Choosing the faster platform
December 13, 2005
HP reports that choosing a database is one of the most significant decisions a migrating site can make. In the same presentation HP's Kevin Cooper mentioned that Marxmeier Software's Eloquence has racked up very good performance numbers, according to reports HP's received from its migrating customers.
But which platform you deploy Eloquence upon can make a difference. In general, the customer base has praised HP-UX as a faster Eloquence platform than Windows, although that kind of generality makes technical experts cringe. Still, there's this report from a user on the Eloquence mailing list:
Eloquence creator Michael Marxmeier addressed these questions:In testing our software on both Windows and HP-UX we have found that programs that access an Eloquence database take quite a bit longer on the Windows server. The Windows server we are using has two 2GHz processors and 2GB of memory; our HP-UX server has two 750 MHz processors and 2GB of memory. For example, when running a C program that does a serial read through the database it takes 26 seconds on Windows and 10 seconds on HP-UX. On the HP-UX server we have Enable IPC set to 2, when it is turned off the program takes 22 seconds.
My questions are: 1) The enable IPC option does not seem to be valid on Windows (option not included in config file included w/Windows version; when added to the config file it does not make any difference in processing speed). Is there a way to configure a database server on Windows to get similar benefits that the enable IPC option provides on HP-UX?

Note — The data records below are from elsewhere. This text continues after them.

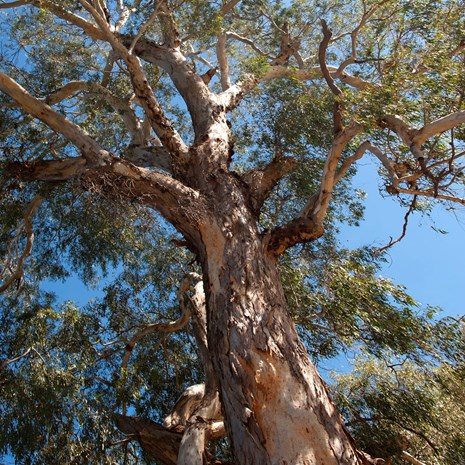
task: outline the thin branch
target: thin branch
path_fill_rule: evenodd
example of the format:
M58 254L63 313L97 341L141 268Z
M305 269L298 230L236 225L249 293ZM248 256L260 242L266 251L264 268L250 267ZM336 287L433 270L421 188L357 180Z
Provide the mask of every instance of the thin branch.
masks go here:
M260 56L271 58L271 55L269 53L264 52L259 47L257 47L257 45L255 45L255 42L253 40L250 40L247 37L241 36L240 34L237 34L236 32L227 31L225 34L228 39L234 39L234 40L237 40L238 42L242 42L243 44L248 45L253 50L255 50Z
M264 168L253 169L242 175L249 186L253 209L258 213L278 181L297 167L292 157L276 156Z
M138 331L132 338L126 343L126 350L123 355L122 368L126 368L129 362L132 351L136 344L145 336L150 334L159 333L159 332L174 332L186 326L189 322L191 316L191 311L189 305L184 303L184 294L189 290L192 285L192 280L194 275L187 275L186 278L182 281L178 290L178 300L181 306L181 316L175 321L169 321L164 323L151 323L145 325L140 331Z
M334 83L334 79L329 72L328 66L326 65L326 50L333 33L324 19L321 20L321 26L323 28L323 40L321 41L320 47L318 49L318 61L320 63L321 72L326 80L326 83L328 84L333 94L339 97L342 95L342 90Z
M337 76L337 68L327 66L328 71L333 79L338 78L341 82L350 85L357 89L365 89L371 84L363 79L352 76L345 72L341 76ZM323 77L320 66L308 69L292 69L286 66L269 66L266 67L259 75L246 74L236 84L232 85L228 90L220 94L220 99L223 101L227 110L233 110L242 101L243 97L250 91L255 89L261 82L269 82L274 79L289 78L299 81L314 81Z
M18 0L17 2L0 3L0 10L2 10L3 8L15 8L17 6L27 5L28 3L28 0Z
M367 146L368 150L375 155L378 160L383 164L386 170L389 173L389 177L391 178L392 187L394 190L397 190L399 187L399 177L397 176L395 163L391 160L379 147L373 145L371 142Z
M453 195L446 195L446 194L439 194L437 192L430 192L425 190L411 190L411 189L404 189L402 187L397 188L398 194L409 194L409 195L418 195L423 197L431 197L434 199L441 199L447 200L449 202L460 203L461 205L465 205L465 199L461 197L454 197Z
M322 223L326 216L333 188L336 183L336 169L342 152L347 144L355 136L360 134L362 129L363 127L360 124L352 123L335 137L331 150L326 157L320 189L316 196L316 200L312 197L302 209L299 216L312 217L316 223Z
M157 18L158 14L160 13L161 11L161 3L157 3L157 5L155 6L155 9L153 10L153 13L151 14L150 18L147 20L147 22L145 24L143 24L141 26L141 28L139 29L139 32L137 33L137 35L134 37L131 45L129 46L129 49L128 49L128 52L131 54L134 50L134 47L136 46L137 42L139 41L139 39L144 35L145 31L149 28L149 26L155 21L155 19Z
M47 10L54 13L57 17L64 19L65 21L68 21L75 26L78 26L84 30L92 39L106 40L104 33L98 27L95 27L95 25L84 19L82 16L71 13L56 3L47 0L31 0L29 3L37 8L46 8Z
M134 91L149 118L153 130L158 135L163 145L173 154L181 157L185 156L188 148L178 132L172 127L171 122L165 117L163 110L155 98L153 89L148 83L148 79L145 76L139 58L126 49L123 43L120 42L112 33L108 24L99 16L98 12L88 2L85 0L79 1L97 21L115 52L124 59L131 77ZM132 44L133 41L131 40L131 45Z
M21 278L23 277L24 262L31 254L32 246L34 244L34 231L32 229L32 218L39 210L40 204L42 203L43 200L44 200L44 197L42 197L41 195L36 195L34 199L29 203L26 211L24 212L23 225L20 228L20 230L17 231L16 237L14 238L14 240L18 239L18 235L22 232L22 229L24 229L26 233L26 246L24 247L23 253L18 259L18 264L16 266L15 271L11 273L10 277L5 281L5 283L3 283L0 286L0 292L4 292L15 281L19 283L21 281Z
M225 16L227 13L229 13L238 3L240 0L230 0L229 2L226 2L223 4L221 7L220 11L218 11L218 16Z
M101 165L108 159L108 152L103 150L87 132L40 99L30 95L26 89L3 73L0 73L0 90L8 94L27 113L72 142L91 164Z
M229 75L228 57L226 55L226 33L221 32L216 42L216 56L218 58L218 67L220 70L221 89L227 90L231 87L231 78Z
M164 45L168 48L178 48L181 44L179 37L178 26L174 20L173 12L171 11L167 0L160 0L159 7L160 23L163 31Z
M32 347L29 347L29 349L24 351L21 355L18 355L17 357L14 357L10 360L3 360L2 362L0 362L0 372L4 370L8 365L11 365L12 363L17 362L18 360L21 360L22 358L26 357L31 350Z
M348 169L357 161L360 160L360 158L365 155L365 152L369 149L371 143L369 141L365 141L360 146L358 149L355 151L355 153L347 157L344 162L342 163L341 167L339 168L339 171L336 173L334 176L334 184L337 184L347 173Z
M375 253L380 253L380 252L383 252L384 250L387 250L387 249L391 248L394 244L397 244L398 242L400 242L405 237L405 235L407 234L407 226L408 226L409 216L410 216L410 214L412 212L415 211L416 204L417 204L417 196L415 195L413 197L412 202L410 203L410 206L409 206L409 209L407 210L407 213L404 216L404 225L402 226L401 235L395 240L391 239L389 241L389 244L386 244L385 246L380 247L379 249L376 249Z
M412 138L412 144L420 146L430 137L465 123L465 110L456 111L423 126Z
M413 455L409 454L408 452L402 451L401 457L406 460L407 462L410 462L413 465L426 465L424 462L420 462L417 458L415 458Z

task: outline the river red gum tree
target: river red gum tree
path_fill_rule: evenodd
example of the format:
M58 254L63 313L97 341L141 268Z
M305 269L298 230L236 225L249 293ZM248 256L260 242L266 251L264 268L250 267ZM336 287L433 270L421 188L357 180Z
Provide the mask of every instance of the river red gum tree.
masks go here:
M227 435L232 444L234 463L270 465L355 465L369 458L359 452L343 420L331 401L324 382L300 342L289 314L277 268L277 260L289 247L313 241L324 234L324 222L334 186L366 152L374 154L390 177L390 190L407 195L434 196L465 203L451 195L441 176L433 174L422 146L431 137L465 122L465 111L458 110L423 127L412 127L400 117L386 114L378 119L379 128L399 137L410 151L411 170L399 173L397 161L374 143L364 140L364 122L352 119L343 102L339 85L366 91L373 84L349 75L345 68L356 62L355 47L359 30L375 14L376 8L362 13L352 31L351 57L339 67L326 63L331 30L322 23L318 63L310 66L299 55L298 40L282 27L281 45L268 64L231 84L227 39L223 31L216 43L220 92L210 88L213 72L200 75L182 52L182 39L176 12L160 1L153 15L137 35L120 32L131 11L119 4L119 21L111 23L106 2L80 1L81 14L59 2L30 1L2 3L1 9L43 8L80 29L89 38L108 44L114 61L130 78L136 105L118 101L105 83L73 81L46 98L31 95L4 73L0 90L11 97L12 105L39 119L78 149L71 158L45 159L32 163L11 163L7 169L27 181L56 182L81 180L86 189L116 198L136 200L155 209L182 236L201 265L203 286L196 287L190 301L196 319L199 346L204 347L206 387L200 393L187 393L189 404L178 416L183 421L165 422L166 428L118 417L123 432L136 434L141 446L164 464L216 463L206 451L208 441ZM218 14L227 16L239 2L231 1ZM109 5L110 9L113 7ZM159 42L144 36L154 20L162 36ZM244 38L241 39L247 45ZM252 44L253 46L253 44ZM257 48L255 46L255 48ZM461 50L455 50L455 54ZM271 53L271 51L269 52ZM288 66L295 59L296 68ZM155 97L143 62L163 69L184 100L192 122L194 141L187 144L165 116ZM300 214L287 224L262 230L260 210L280 179L297 162L277 153L266 166L243 174L230 169L234 141L228 113L263 82L292 77L321 81L334 94L334 139L321 173L319 188L308 199ZM341 84L342 83L342 84ZM113 153L97 138L53 108L65 99L91 92L107 99L118 110L131 135L131 146ZM144 120L144 121L143 121ZM154 135L158 142L151 143ZM355 148L354 147L355 144ZM351 147L352 152L343 157ZM450 161L450 160L449 160ZM447 160L441 162L447 164ZM445 165L444 165L445 166ZM418 185L423 182L422 187ZM450 186L450 184L449 184ZM206 311L206 319L202 314ZM218 394L221 407L218 406ZM176 414L176 408L174 413ZM224 419L224 428L221 426ZM177 427L177 428L175 428ZM177 432L175 432L175 430ZM172 432L170 432L172 431ZM179 431L183 435L179 434ZM163 441L163 446L160 445Z

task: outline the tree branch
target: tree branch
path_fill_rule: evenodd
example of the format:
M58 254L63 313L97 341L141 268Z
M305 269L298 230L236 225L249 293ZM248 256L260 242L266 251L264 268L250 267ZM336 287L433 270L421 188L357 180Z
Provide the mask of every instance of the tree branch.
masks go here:
M4 370L8 365L11 365L12 363L17 362L18 360L21 360L22 358L26 357L31 350L32 347L29 347L29 349L25 350L21 355L18 355L17 357L14 357L10 360L3 360L2 362L0 362L0 372Z
M43 200L44 198L41 195L36 195L34 199L31 201L31 203L28 205L26 211L24 212L23 224L16 231L16 235L13 238L13 241L15 242L18 241L19 235L24 229L24 231L26 232L26 246L24 247L24 250L21 256L18 258L16 269L11 273L10 277L0 286L0 292L4 292L15 281L18 282L18 284L21 282L21 278L23 277L24 262L26 261L27 257L29 257L29 255L31 254L32 245L34 244L34 231L32 229L32 218L37 213L40 207L40 204L42 203ZM11 249L11 247L9 247L9 249ZM12 251L9 250L8 252L9 257L7 258L7 263L11 261L11 254L12 254ZM1 274L3 274L4 271Z
M0 3L0 10L2 10L3 8L15 8L17 6L27 5L28 3L28 0L18 0L17 2Z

2) Is there any info available that shows what specs are needed for a Windows server (CPU, Memory) so that it gets similar performance to a certain HP-UX server when accessing an Eloquence database?
The IPC transport is currently not available on Windows. When we tested this initially, it was not critical for the Windows performance (but made a difference on HP-UX). A quick/simple test with the current version seems to support this.
I’m afraid this [Windows performance specs question] is not easily possible, as both the hardware architecture as well as the OS are rather different. For example, if the CPU architectures are different, the CPU frequency has little significance when comparing CPU performance. For CPU specific performance I would assume the SPEC benchmarks (www.spec.org) might be able to provide a rough overview. However, please keep in mind that IO bandwidth and IO performance might also be rather different.
I did some quick/simple/unscientific test comparing a recent HP-UX box against a Proliant DL360 (dual CPU, SCSI) running Windows. The results seem to indicate that for this test the performance should be roughly equivalent (for a small number of users).
John Pittman of Ryco in Australia chipped in his humble opinion about expecting HP-UX performance from Windows systems:
Sorry, but why would you ever expect a Windows system to be as fast as a UX box at anything? I don’t care how fast the Windows CPU is, or how much RAM it has, its just not going to get there. We run 200+ sessions and up to 40 background jobs on an MPE N4000, on a 1x 220Mhz CPU and 1GB of ram, with about 10 IAMGE databases open, some up to 4GB in size. Windows chassis just don’t have the IO bus speed to match a real computer.